A Lot of Gaul
With the addition of seventeen features, the official selection of this year’s Cannes Film Festival is now complete. The competition expands to twenty-one titles, five of them directed or codirected by women. That’s still a long way from gender parity, but it’s also the closest Cannes has ever come.
- For Metrograph’s Journal, Tom Paulus takes a deep dive into the intellectual currents surging through a loosely connected band of French filmmakers in the wake of May 1968. There are rich passages in this not-so-brief history on Marguerite Duras, but Paulus focuses primarily on Jacques Rivette and his engagement with the work of such diverse figures as Howard Hawks, Hungarian filmmaker Miklós Jancsó, and the Living Theatre. One source of inspiration during the making of Out 1 (1971) was Shirley Clarke, whose films—The Connection (1961), The Cool World (1963), Portrait of Jason (1967)—“often seemed like rehearsals rather than finished films, with the handheld camera, the frequent zooms and out-of-focus shots, the voice of the filmmakers heard offscreen, and the changing of the film reels happening on camera (in Jason), constantly signaling ‘roughness’,” writes Paulus. In an episode of the French television series Cinéastes de notre temps dedicated to Clarke, “we recognize a typically shy Rivette among the guests in Clarke’s New York apartment, sitting next to Yoko Ono!”
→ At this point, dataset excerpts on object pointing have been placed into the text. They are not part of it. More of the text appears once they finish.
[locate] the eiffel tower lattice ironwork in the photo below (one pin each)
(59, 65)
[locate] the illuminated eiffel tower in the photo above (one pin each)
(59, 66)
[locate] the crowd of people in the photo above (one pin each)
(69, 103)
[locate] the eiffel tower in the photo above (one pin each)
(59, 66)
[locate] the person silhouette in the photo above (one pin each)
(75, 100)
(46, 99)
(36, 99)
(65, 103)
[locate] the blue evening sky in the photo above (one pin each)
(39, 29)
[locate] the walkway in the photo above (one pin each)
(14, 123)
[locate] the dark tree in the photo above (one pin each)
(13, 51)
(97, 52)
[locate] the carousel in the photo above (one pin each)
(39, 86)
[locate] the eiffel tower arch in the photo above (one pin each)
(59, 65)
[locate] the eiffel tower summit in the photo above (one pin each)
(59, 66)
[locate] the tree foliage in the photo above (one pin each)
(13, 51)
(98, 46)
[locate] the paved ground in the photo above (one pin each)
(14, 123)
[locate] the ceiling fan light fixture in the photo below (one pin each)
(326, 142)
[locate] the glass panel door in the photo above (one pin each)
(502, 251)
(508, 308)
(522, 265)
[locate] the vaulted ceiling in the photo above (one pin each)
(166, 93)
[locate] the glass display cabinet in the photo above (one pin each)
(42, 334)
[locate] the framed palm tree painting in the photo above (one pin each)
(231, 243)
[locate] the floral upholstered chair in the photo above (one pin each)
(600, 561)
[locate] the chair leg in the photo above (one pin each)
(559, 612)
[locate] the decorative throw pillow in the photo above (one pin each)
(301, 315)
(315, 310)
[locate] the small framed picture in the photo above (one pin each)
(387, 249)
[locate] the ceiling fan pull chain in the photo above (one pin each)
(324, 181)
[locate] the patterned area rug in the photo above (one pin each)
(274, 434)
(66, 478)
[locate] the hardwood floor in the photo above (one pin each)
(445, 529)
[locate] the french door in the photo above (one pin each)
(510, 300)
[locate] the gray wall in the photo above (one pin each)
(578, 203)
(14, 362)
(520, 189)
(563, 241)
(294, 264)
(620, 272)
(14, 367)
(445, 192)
- Paulus is a coeditor at photogénie, and the Brussels-based online film journal has just launched a new site with a new issue devoted to exploring a few of the radically different ways filmmakers have employed absences of sound. Among the French Impressionist directors of the 1920s—Jean Epstein, Germaine Dulac, Marcel L’Herbier, Louis Delluc—“none made more melodious silence than Dimitri Kirsanoff,” writes Cláudio Alves. In The Shining (1980), Stanley Kubrick cranks up the “crescendo of menace by coupling it with silent sequences to set a completely deranged tone,” writes Ioanna Micha. The issue also features Anuj Malhotra on Peter Hutton, Ruairí McCann on Artavazd Pelechian, and Ed McCarry on Jacques Becker’s use of moments of “dead time” in which “the many secondary individuals who people the margins of his films percolate up and glow with unusual luminosity.”
- In Jake Hannaford, the aging director hoping to mount a comeback in Orson Welles’s The Other Side of the Wind—shot in the 1970s but not completed and released until 2018—there’s a bit of Welles; more than a little of John Huston, who played him; plus a dash of John Ford and a hint of Raoul Walsh. But Hannaford was mainly modeled on Ernest Hemingway, whom Welles had met in 1937. Massimiliano Studer has been digging into the Welles archives at the National Cinema Museum of Turin to learn more about Crazy Weather, an unrealized screenplay Welles wrote with his partner, Oja Kodar. Once again, we find a character based on Hemingway. Studer offers up a few choice bits from the treatment in Bright Lights Film Journal: “For good old Jim, Spain is granddaddy’s land. The clock stopped here somewhere in the middle of a Victorian novel.”
- Tomorrow evening, the UW Cinematheque in Madison will wrap its tribute to the late Jean-Paul Belmondo with a free screening of Alain Resnais’s Stavisky (1974). Belmondo plays Serge Alexandre Stavisky, a financier John Bennett describes as a “Ukraine-born embezzler who charmed his way into the bosom of France’s political and cultural elite” in the 1930s. Stavisky features a score by the late Steven Sondheim that “replicates the breeziness of Charles Trenet’s easy, bouncy popular music of the ’30s and ’40s while often furnishing agitato undertones that betray the untenability of Stavisky’s elaborate lifestyle. At other times, Sondheim’s score swells and crescendos at dramatic moments with an auditory lushness that pairs perfectly with extravagantly adorned mise-en-scène.” Let’s mention here that See It Big: Sondheim, a series at the Museum of the Moving Image in New York, is running through May 1.
- Many were hoping that, despite his repeated denials, David Lynch would have a new movie at Cannes. Paste’s Brianna Zigler explains why she’s convinced that he’s up to something. In the meantime, Screen Slate editor Jon Dieringer and film archivist John Klacsmann talk with sound and music supervisor Dean Hurley, who worked with Lynch on Inland Empire (2006), and last week, Filmmaker’s Erik Luers spoke with editor Duwayne Dunham, who directed several episodes of Twin Peaks (1990–1991) and edited Blue Velvet (1986), Wild at Heart (1990), and Twin Peaks: The Return (2017). At one point, Dunham recalls, “we had two separate cutting rooms set up, one for Twin Peaks and one for Wild at Heart. The rooms were right next to each other and we were editing both projects simultaneously!”